Journal of Family Theory and Review
- Discipline: Family studies
- Language: English
- Edited by: Libby Balter Blume

Publication details
- History: 2009-present
- Publisher: Wiley-Blackwell on behalf of the National Council on Family Relations
- Frequency: Quarterly

Standard abbreviations
- ISO 4: J. Fam. Theory Rev.

Indexing
- ISSN: 1756-2570 (print) 1756-2589 (web)
- LCCN: 2009214790
- OCLC no.: 712801407

Links
- Journal homepage; Online access; Online archive;

= Journal of Family Theory and Review =

The Journal of Family Theory and Review is a quarterly peer-reviewed academic journal published by Wiley-Blackwell on behalf of the National Council on Family Relations. Established in 2009 by founding editor Robert M. Milardo, the current editor-in-chief is Libby Balter Blume (University of Detroit Mercy). The Journal of Family Theory & Review has been accepted for its initial Web of Science ranking and impact factor in the Social Sciences Citation Index. The first impact factor will be reported in 2016, a two-year impact factor based on the journal's 2013 and 2014 volumes.

JFTR publishes original contributions in all areas of family theory, including new advances in theory development, reviews of existing theory, and analyses of the interface of theory and method, as well as integrative and theory-based reviews of content areas, and book reviews. Consistent with its mission, JFTR does not publish empirical reports with the exception of meta-analyses of content areas.

The journal draws from a broad range of the social sciences, including family studies, sociology, developmental psychology, social psychology, communications, gerontology, gender studies, and health. Families are viewed broadly and inclusively to include individuals of varying ages and genders, sexual orientations, ethnicities, and nationalities.
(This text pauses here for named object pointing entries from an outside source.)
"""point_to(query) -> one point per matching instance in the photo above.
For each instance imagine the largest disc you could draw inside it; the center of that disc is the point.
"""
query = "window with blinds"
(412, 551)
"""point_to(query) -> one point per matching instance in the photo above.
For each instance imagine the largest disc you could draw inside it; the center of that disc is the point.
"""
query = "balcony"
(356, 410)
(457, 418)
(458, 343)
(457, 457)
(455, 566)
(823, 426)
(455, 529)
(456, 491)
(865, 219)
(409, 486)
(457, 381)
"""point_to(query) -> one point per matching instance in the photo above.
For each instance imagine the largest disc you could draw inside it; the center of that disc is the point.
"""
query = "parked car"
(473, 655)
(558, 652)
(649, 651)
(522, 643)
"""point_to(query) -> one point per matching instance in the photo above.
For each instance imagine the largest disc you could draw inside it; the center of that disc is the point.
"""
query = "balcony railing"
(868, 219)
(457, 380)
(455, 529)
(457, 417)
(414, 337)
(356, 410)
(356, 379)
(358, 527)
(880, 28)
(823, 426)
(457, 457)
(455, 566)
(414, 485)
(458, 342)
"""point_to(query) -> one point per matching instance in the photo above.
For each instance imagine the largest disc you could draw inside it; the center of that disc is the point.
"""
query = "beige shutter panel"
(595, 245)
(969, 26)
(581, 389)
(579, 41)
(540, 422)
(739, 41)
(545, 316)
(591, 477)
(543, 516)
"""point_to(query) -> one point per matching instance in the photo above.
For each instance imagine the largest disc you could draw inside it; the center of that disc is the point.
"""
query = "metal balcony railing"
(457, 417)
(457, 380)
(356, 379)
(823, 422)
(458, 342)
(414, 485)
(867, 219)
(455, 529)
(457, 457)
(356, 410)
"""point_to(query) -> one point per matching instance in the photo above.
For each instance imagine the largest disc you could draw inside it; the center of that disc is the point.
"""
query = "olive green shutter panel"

The Journal of Family Theory and Review has a blog, a Facebook page, and a Twitter account designed to facilitate the exchange and sharing of the thoughtful discussions of issues regarding family theory, integrative ideas, and methods. Family scholars, media and the general public are invited to participate in rigorous, thoughtful conversations. In 2015 the journal began to explore the development of digital scholarship and formed a board of scholars to develop strategies for engaging the public and a wider range of professionals.